Kate regained control. "As you can probably guess, I could never do something like THAT... Gives me the willys just letting him do it." "Um, what's your personal thing that you yourself can do?" "Hah, your my 5th student, and yet nobody's ever asked me that question before. Ok, let me see if I can still do this." Taking off her scrunchy, she wrapped it around her head, covering her eyes. Then she stuck her tail to the ground and started spinning around on it, faster and faster, until she looked like a multocolored tornado.

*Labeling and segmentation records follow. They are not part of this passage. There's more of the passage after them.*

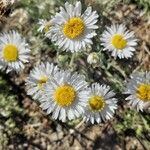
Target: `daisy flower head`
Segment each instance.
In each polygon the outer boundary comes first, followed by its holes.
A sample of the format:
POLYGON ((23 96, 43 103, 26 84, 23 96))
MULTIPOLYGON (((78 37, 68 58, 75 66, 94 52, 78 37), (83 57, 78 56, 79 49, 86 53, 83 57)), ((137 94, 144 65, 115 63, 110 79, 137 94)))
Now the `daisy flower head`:
POLYGON ((128 31, 123 24, 106 27, 100 40, 104 51, 108 50, 114 58, 119 57, 120 59, 132 57, 137 45, 134 32, 128 31))
POLYGON ((38 24, 40 27, 38 28, 38 32, 47 33, 51 27, 51 21, 47 21, 46 19, 39 19, 38 24))
POLYGON ((84 93, 86 108, 84 119, 101 123, 113 117, 117 109, 117 99, 113 98, 115 93, 110 90, 109 86, 93 83, 84 93))
POLYGON ((25 39, 16 31, 0 35, 0 69, 19 72, 29 59, 29 47, 25 39))
POLYGON ((86 87, 84 76, 61 70, 48 80, 41 108, 62 122, 75 119, 84 112, 83 90, 86 87))
POLYGON ((126 100, 131 107, 143 111, 144 107, 150 103, 150 72, 131 74, 124 93, 129 94, 126 100))
POLYGON ((27 94, 31 95, 33 99, 40 100, 43 96, 44 86, 49 78, 58 71, 58 67, 52 63, 41 63, 39 66, 33 68, 26 80, 27 94))
POLYGON ((96 36, 98 28, 98 14, 88 7, 82 14, 81 2, 75 5, 65 3, 60 12, 52 18, 52 27, 47 33, 55 44, 66 51, 78 52, 90 48, 92 38, 96 36))

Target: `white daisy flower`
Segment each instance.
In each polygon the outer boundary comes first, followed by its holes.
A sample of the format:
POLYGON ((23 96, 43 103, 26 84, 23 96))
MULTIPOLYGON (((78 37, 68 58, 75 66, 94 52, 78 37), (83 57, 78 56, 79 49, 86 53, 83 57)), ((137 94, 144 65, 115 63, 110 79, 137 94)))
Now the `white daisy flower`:
POLYGON ((104 46, 103 50, 112 52, 113 57, 119 57, 120 59, 132 57, 135 51, 134 47, 137 45, 134 32, 128 31, 122 24, 106 27, 106 31, 100 39, 104 46))
POLYGON ((52 113, 52 118, 65 122, 79 117, 84 112, 82 91, 87 87, 84 77, 69 71, 60 71, 45 86, 41 107, 52 113))
POLYGON ((125 94, 129 94, 126 100, 129 105, 138 111, 150 103, 150 72, 134 73, 127 82, 125 94))
POLYGON ((82 14, 81 2, 75 6, 65 3, 65 8, 60 7, 60 12, 52 18, 52 27, 47 33, 59 48, 66 51, 78 52, 91 47, 91 38, 96 36, 95 23, 98 21, 98 14, 88 7, 82 14))
POLYGON ((84 119, 92 124, 111 119, 117 109, 117 99, 113 98, 114 95, 109 86, 92 84, 84 93, 86 101, 84 119))
POLYGON ((38 24, 40 27, 38 28, 38 32, 45 32, 47 33, 51 27, 51 21, 47 21, 46 19, 39 19, 38 24))
POLYGON ((7 73, 24 69, 29 53, 28 44, 16 31, 0 35, 0 69, 6 69, 7 73))
POLYGON ((31 95, 35 100, 40 100, 43 96, 45 83, 49 78, 53 78, 57 71, 58 67, 48 62, 41 63, 31 70, 26 80, 27 94, 31 95))

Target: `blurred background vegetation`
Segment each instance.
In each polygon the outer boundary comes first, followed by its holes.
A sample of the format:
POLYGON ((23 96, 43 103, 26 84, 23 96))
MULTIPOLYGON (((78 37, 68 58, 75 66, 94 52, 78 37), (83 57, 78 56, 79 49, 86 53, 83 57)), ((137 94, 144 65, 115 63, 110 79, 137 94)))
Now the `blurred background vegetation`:
MULTIPOLYGON (((19 75, 0 72, 0 150, 29 149, 102 149, 148 150, 150 148, 149 112, 130 109, 121 95, 124 81, 133 71, 150 71, 150 1, 149 0, 81 0, 92 5, 100 15, 98 35, 105 25, 124 23, 139 39, 132 59, 114 60, 102 52, 99 39, 84 53, 72 56, 53 45, 37 32, 38 19, 50 19, 66 0, 18 0, 4 22, 1 31, 18 30, 31 45, 31 63, 19 75), (87 56, 95 52, 94 64, 87 56), (36 61, 35 61, 36 60, 36 61), (26 95, 24 80, 30 69, 41 61, 50 61, 61 68, 78 71, 90 83, 106 83, 117 92, 119 109, 113 120, 102 124, 85 124, 82 119, 61 123, 51 120, 38 104, 26 95)), ((69 2, 74 3, 75 0, 69 2)))

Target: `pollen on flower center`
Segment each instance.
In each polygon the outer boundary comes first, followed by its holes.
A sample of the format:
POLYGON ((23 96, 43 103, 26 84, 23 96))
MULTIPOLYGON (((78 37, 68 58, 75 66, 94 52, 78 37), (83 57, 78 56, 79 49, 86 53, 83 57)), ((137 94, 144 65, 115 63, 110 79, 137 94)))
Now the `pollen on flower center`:
POLYGON ((105 101, 102 96, 92 96, 88 102, 93 111, 102 111, 105 107, 105 101))
POLYGON ((42 89, 44 84, 47 82, 48 77, 47 76, 41 76, 38 80, 38 87, 39 89, 42 89))
POLYGON ((136 90, 136 94, 139 99, 150 101, 150 84, 140 84, 136 90))
POLYGON ((69 19, 63 27, 63 33, 66 37, 74 39, 79 37, 85 29, 83 20, 79 17, 69 19))
POLYGON ((45 23, 45 25, 44 25, 44 31, 45 31, 45 33, 49 31, 49 28, 50 28, 51 26, 52 26, 52 25, 51 25, 51 22, 45 23))
POLYGON ((3 57, 6 61, 16 61, 18 59, 18 48, 14 44, 7 44, 3 48, 3 57))
POLYGON ((76 98, 76 90, 71 85, 62 85, 54 92, 54 100, 61 107, 70 106, 76 98))
POLYGON ((116 49, 124 49, 127 46, 127 40, 120 34, 115 34, 111 39, 111 43, 116 49))

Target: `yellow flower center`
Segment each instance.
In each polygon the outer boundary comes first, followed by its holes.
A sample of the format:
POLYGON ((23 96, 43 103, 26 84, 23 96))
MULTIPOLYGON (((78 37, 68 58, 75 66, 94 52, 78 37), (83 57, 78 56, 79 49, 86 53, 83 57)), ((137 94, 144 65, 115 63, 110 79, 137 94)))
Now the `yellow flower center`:
POLYGON ((66 37, 74 39, 79 37, 85 29, 83 20, 79 17, 69 19, 63 27, 63 33, 66 37))
POLYGON ((3 57, 6 61, 16 61, 18 59, 18 48, 14 44, 7 44, 3 48, 3 57))
POLYGON ((44 32, 45 33, 48 32, 50 27, 51 27, 51 22, 45 23, 45 25, 44 25, 44 32))
POLYGON ((139 99, 150 101, 150 84, 140 84, 136 90, 136 94, 139 99))
POLYGON ((92 96, 88 102, 92 111, 102 111, 105 107, 105 101, 102 96, 92 96))
POLYGON ((120 34, 115 34, 111 39, 111 43, 116 49, 124 49, 127 46, 127 40, 120 34))
POLYGON ((62 85, 54 92, 54 100, 61 107, 70 106, 76 98, 76 90, 71 85, 62 85))
POLYGON ((47 76, 41 76, 38 80, 38 87, 39 89, 43 89, 44 84, 47 82, 48 77, 47 76))

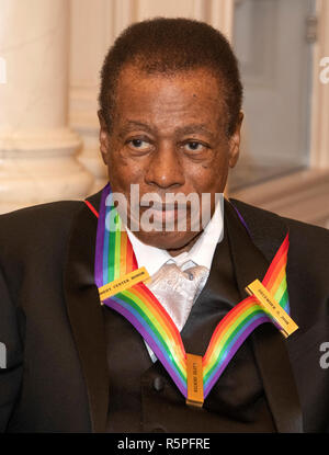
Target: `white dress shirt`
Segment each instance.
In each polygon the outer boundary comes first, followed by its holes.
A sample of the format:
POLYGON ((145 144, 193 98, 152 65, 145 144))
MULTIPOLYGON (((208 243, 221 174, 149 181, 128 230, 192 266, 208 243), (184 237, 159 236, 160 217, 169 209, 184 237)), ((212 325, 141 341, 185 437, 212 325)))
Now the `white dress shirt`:
POLYGON ((222 241, 224 235, 224 205, 219 201, 215 212, 206 225, 204 231, 193 244, 190 251, 172 257, 167 250, 151 247, 141 242, 129 229, 127 235, 132 242, 138 268, 145 266, 152 276, 163 264, 175 263, 181 270, 192 265, 203 265, 211 270, 216 244, 222 241))

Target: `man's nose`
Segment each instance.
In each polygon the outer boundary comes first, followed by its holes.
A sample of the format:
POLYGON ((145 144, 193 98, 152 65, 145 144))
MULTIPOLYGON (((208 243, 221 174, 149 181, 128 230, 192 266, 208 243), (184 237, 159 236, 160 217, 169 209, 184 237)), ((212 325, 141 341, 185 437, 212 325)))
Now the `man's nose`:
POLYGON ((181 157, 171 144, 161 144, 154 153, 145 182, 161 189, 179 187, 185 183, 181 157))

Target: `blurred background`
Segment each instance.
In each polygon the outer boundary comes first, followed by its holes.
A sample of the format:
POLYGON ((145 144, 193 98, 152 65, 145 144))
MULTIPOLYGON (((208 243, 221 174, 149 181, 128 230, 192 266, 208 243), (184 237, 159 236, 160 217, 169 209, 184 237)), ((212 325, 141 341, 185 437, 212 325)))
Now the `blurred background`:
POLYGON ((124 27, 159 15, 212 24, 238 56, 227 195, 329 228, 329 0, 0 0, 0 213, 105 184, 100 68, 124 27))

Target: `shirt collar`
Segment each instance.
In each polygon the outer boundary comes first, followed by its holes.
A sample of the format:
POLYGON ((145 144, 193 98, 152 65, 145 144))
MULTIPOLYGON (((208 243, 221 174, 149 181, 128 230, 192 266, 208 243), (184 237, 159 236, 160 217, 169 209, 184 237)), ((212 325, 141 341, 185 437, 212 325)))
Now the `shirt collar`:
POLYGON ((209 270, 216 246, 222 241, 224 235, 223 197, 217 203, 209 223, 191 250, 177 257, 172 257, 167 250, 141 242, 129 229, 126 230, 136 255, 138 268, 146 266, 150 276, 167 262, 174 262, 178 266, 182 266, 184 263, 192 261, 195 265, 203 265, 209 270))

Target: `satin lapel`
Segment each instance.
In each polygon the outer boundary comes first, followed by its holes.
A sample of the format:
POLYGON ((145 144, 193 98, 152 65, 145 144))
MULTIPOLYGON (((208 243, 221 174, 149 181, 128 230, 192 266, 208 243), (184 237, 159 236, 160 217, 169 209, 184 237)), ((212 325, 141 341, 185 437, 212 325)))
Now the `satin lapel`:
MULTIPOLYGON (((225 204, 225 221, 237 283, 241 298, 246 298, 245 287, 256 278, 263 278, 269 262, 251 241, 234 207, 227 201, 225 204)), ((277 224, 275 235, 272 232, 269 239, 272 244, 268 250, 275 252, 286 231, 283 223, 277 224)), ((276 430, 300 432, 302 411, 285 339, 273 325, 263 323, 251 334, 251 340, 276 430)))
MULTIPOLYGON (((90 201, 98 208, 99 194, 90 201)), ((97 223, 98 218, 81 203, 70 232, 64 287, 88 390, 92 431, 103 432, 109 406, 109 373, 104 323, 93 277, 97 223)))

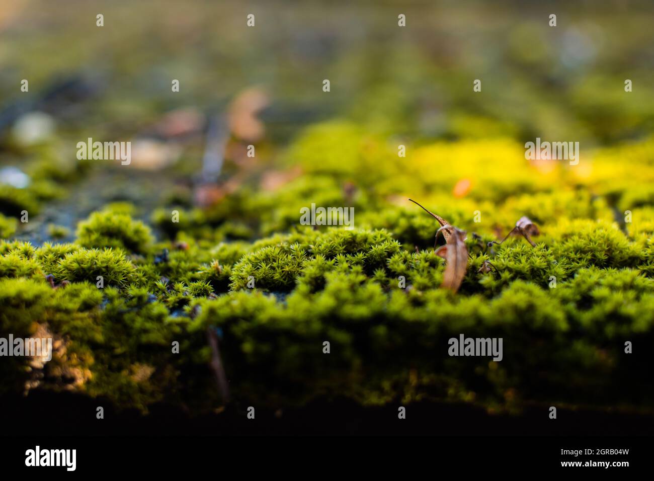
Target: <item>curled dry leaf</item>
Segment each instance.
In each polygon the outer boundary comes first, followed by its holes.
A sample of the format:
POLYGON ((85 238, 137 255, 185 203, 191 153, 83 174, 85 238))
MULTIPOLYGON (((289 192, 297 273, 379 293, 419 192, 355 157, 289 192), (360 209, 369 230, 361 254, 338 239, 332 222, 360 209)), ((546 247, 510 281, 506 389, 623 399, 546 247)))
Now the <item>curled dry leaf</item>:
POLYGON ((515 227, 514 227, 510 232, 506 234, 506 237, 499 242, 497 241, 491 241, 490 242, 489 242, 489 247, 490 247, 493 244, 502 243, 504 241, 509 238, 509 236, 515 232, 521 234, 527 240, 527 242, 532 245, 532 247, 536 247, 536 243, 531 240, 531 236, 538 236, 540 234, 540 230, 538 229, 538 226, 536 224, 532 223, 528 217, 525 215, 518 219, 518 221, 515 223, 515 227))
POLYGON ((450 225, 445 225, 439 229, 450 231, 447 238, 447 243, 436 251, 436 255, 445 259, 445 270, 443 274, 443 283, 441 287, 451 289, 454 292, 458 290, 468 269, 468 247, 466 246, 466 231, 457 229, 450 225))
POLYGON ((515 223, 515 227, 518 229, 520 233, 525 236, 525 238, 527 240, 527 241, 535 247, 536 244, 534 243, 534 241, 531 240, 531 236, 538 236, 540 234, 540 230, 538 230, 538 226, 532 223, 528 217, 523 215, 517 223, 515 223))
MULTIPOLYGON (((439 215, 437 215, 436 214, 434 213, 431 211, 428 211, 426 209, 425 209, 424 207, 422 207, 422 205, 421 205, 419 204, 418 204, 417 202, 416 202, 413 199, 409 199, 409 200, 410 200, 411 202, 412 202, 415 205, 418 205, 419 207, 421 207, 422 210, 424 210, 428 214, 429 214, 432 217, 434 217, 435 219, 436 219, 437 221, 438 221, 438 223, 440 224, 441 229, 443 227, 445 227, 445 226, 447 226, 447 228, 444 229, 443 230, 443 237, 444 237, 445 238, 445 242, 448 242, 449 241, 450 236, 452 235, 452 232, 454 230, 454 228, 452 226, 450 225, 450 223, 449 222, 447 222, 447 221, 445 221, 444 219, 443 219, 443 217, 440 217, 439 215)), ((439 230, 440 230, 440 229, 439 229, 439 230)), ((438 233, 437 233, 436 235, 438 235, 438 233)))

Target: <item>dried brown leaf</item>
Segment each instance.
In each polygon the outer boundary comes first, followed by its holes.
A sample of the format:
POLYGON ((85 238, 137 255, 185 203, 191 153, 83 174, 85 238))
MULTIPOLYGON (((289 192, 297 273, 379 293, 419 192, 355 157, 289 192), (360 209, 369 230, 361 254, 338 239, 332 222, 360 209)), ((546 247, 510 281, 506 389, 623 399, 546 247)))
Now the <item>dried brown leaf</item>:
POLYGON ((451 225, 450 225, 450 223, 449 222, 447 222, 447 221, 445 221, 444 219, 443 219, 443 217, 440 217, 439 215, 437 215, 436 214, 434 213, 431 211, 428 211, 426 209, 425 209, 424 207, 422 207, 422 205, 421 205, 419 204, 418 204, 417 202, 416 202, 413 199, 409 199, 409 200, 410 200, 413 204, 415 204, 417 205, 418 205, 419 207, 420 207, 422 210, 424 210, 428 214, 429 214, 432 217, 434 217, 437 221, 438 221, 438 223, 440 224, 441 228, 445 227, 445 226, 448 226, 448 228, 445 229, 445 230, 443 230, 443 236, 445 238, 445 242, 448 242, 449 241, 450 237, 452 236, 452 232, 453 232, 453 230, 454 229, 454 228, 452 227, 451 225))
POLYGON ((457 229, 450 225, 441 227, 443 234, 450 230, 451 235, 447 238, 447 243, 441 247, 436 253, 445 259, 445 270, 443 274, 441 287, 451 289, 454 292, 458 290, 468 270, 468 247, 466 246, 466 231, 457 229))

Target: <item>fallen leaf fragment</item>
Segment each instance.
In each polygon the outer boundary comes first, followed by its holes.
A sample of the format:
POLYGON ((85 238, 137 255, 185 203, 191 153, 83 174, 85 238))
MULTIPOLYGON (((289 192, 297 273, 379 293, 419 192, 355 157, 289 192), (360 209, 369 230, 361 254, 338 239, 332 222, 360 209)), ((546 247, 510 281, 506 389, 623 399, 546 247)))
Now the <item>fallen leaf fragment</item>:
POLYGON ((436 255, 444 258, 446 262, 441 287, 456 292, 468 270, 466 231, 450 225, 443 226, 438 230, 442 230, 444 234, 448 229, 451 231, 451 235, 447 238, 447 243, 436 251, 436 255))
MULTIPOLYGON (((439 215, 437 215, 436 214, 434 213, 431 211, 428 211, 426 209, 425 209, 424 207, 422 207, 422 205, 421 205, 419 204, 418 204, 417 202, 416 202, 413 199, 409 199, 409 200, 410 200, 413 204, 415 204, 417 205, 418 205, 419 207, 420 207, 422 210, 424 210, 428 214, 429 214, 432 217, 434 217, 437 221, 438 221, 438 223, 440 224, 441 228, 443 228, 445 226, 447 226, 447 229, 445 229, 445 230, 443 230, 443 237, 444 237, 445 238, 445 242, 449 241, 449 238, 452 235, 452 230, 454 229, 454 228, 452 227, 451 225, 450 225, 450 223, 449 222, 447 222, 447 221, 445 221, 444 219, 443 219, 443 217, 440 217, 439 215)), ((440 229, 439 229, 439 230, 440 230, 440 229)), ((438 234, 437 234, 437 235, 438 235, 438 234)))

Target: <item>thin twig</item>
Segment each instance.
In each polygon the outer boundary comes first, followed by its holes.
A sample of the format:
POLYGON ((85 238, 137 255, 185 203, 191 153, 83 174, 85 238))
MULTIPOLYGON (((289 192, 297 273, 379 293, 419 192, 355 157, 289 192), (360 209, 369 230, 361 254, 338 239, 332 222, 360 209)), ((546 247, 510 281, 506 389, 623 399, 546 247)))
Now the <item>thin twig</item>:
POLYGON ((209 345, 211 347, 211 362, 209 365, 216 375, 216 381, 218 383, 218 390, 220 393, 220 397, 222 398, 223 402, 226 404, 230 400, 230 389, 227 382, 227 376, 225 375, 225 370, 222 366, 220 358, 220 351, 218 347, 218 336, 211 327, 207 328, 207 338, 209 340, 209 345))

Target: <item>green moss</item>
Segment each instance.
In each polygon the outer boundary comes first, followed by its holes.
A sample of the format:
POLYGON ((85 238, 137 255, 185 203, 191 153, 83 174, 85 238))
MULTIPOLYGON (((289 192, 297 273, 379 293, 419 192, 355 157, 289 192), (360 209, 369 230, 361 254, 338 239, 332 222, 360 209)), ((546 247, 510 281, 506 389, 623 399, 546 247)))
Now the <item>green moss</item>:
POLYGON ((18 224, 18 222, 15 219, 5 217, 0 214, 0 238, 7 239, 13 236, 18 224))
POLYGON ((105 286, 123 285, 130 280, 134 266, 120 251, 84 249, 66 254, 54 266, 60 280, 95 283, 102 276, 105 286))
POLYGON ((77 228, 77 242, 84 247, 117 247, 145 252, 154 240, 145 224, 128 215, 105 211, 94 212, 77 228))

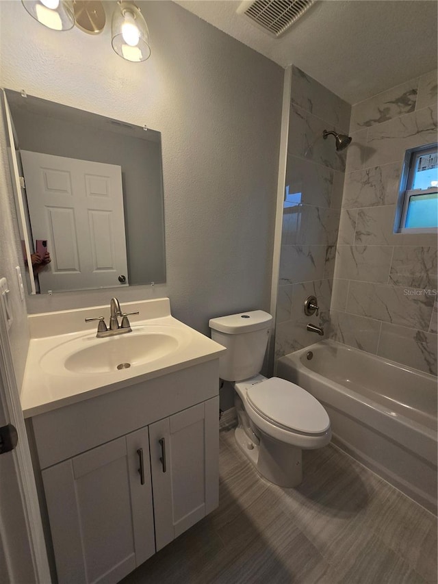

Then suddenly, she stopped, landing on her head, and pointed forword, and said in a robotic monotone; "Carrotus Castle; home of the royal family of Earlong: 75 Miles." She then turned and pointed another direction. "Spookey old tree with a woodpecker living in it: 5 Miles" She turned again, this time, pointing to the confued bat. "Confused bat: 10 feet- oh, sorry about that." She turned and pointed again. "Secret abandon garden currently used by a couple of pre-teenage bunnies named Mike and Sam with nothing to do, who think it's the perfect place to go when their parents are mad at them: 20 miles." Then she pointed again. "Devan Shell's secret unknown inner sanctum, filled with designes for a time machine: 40 yards." After a few more points and descriptions, she took off her scrunchy and put it back in her pony tail. "It's kind of a rare power; I can locate practically anything, anywhere, any time- the only thing is I can't just look for any one particler thing, I have to get lucky enough to point toward it." "Heh heh... Dumb Mouse girl get short shrift. Grog #1..." "Shutup, Grog, nobody wants to hear what you think." "Never mind that." said a voice behind them. "What did you say was in Devan's inner sanctum?"
To be continued...
Violet CLM
Aug 22, 2001, 01:40 AM
This is very odd. The right side of your post is chopped off so I can't read it. http://jazz2.nagcentral.com/forum/images/smiles/icon_mad.gif
But from what I could make out, it looks very good.
Hareoic
Aug 23, 2001, 01:13 PM
Unknown Rabbit, you forgot to claim second page...http://jazz2.nagcentral.com/forum/images/smiles/icon_mad.gif.
Batty Buddy
Jun 10, 2002, 11:07 AM
Que Passa!!!!
Hmmm...
Now that I'm picking up on my Spaz stories, I guess I should see if I can continue this...
Well, I'll see what I can slap togethersometime this week or next.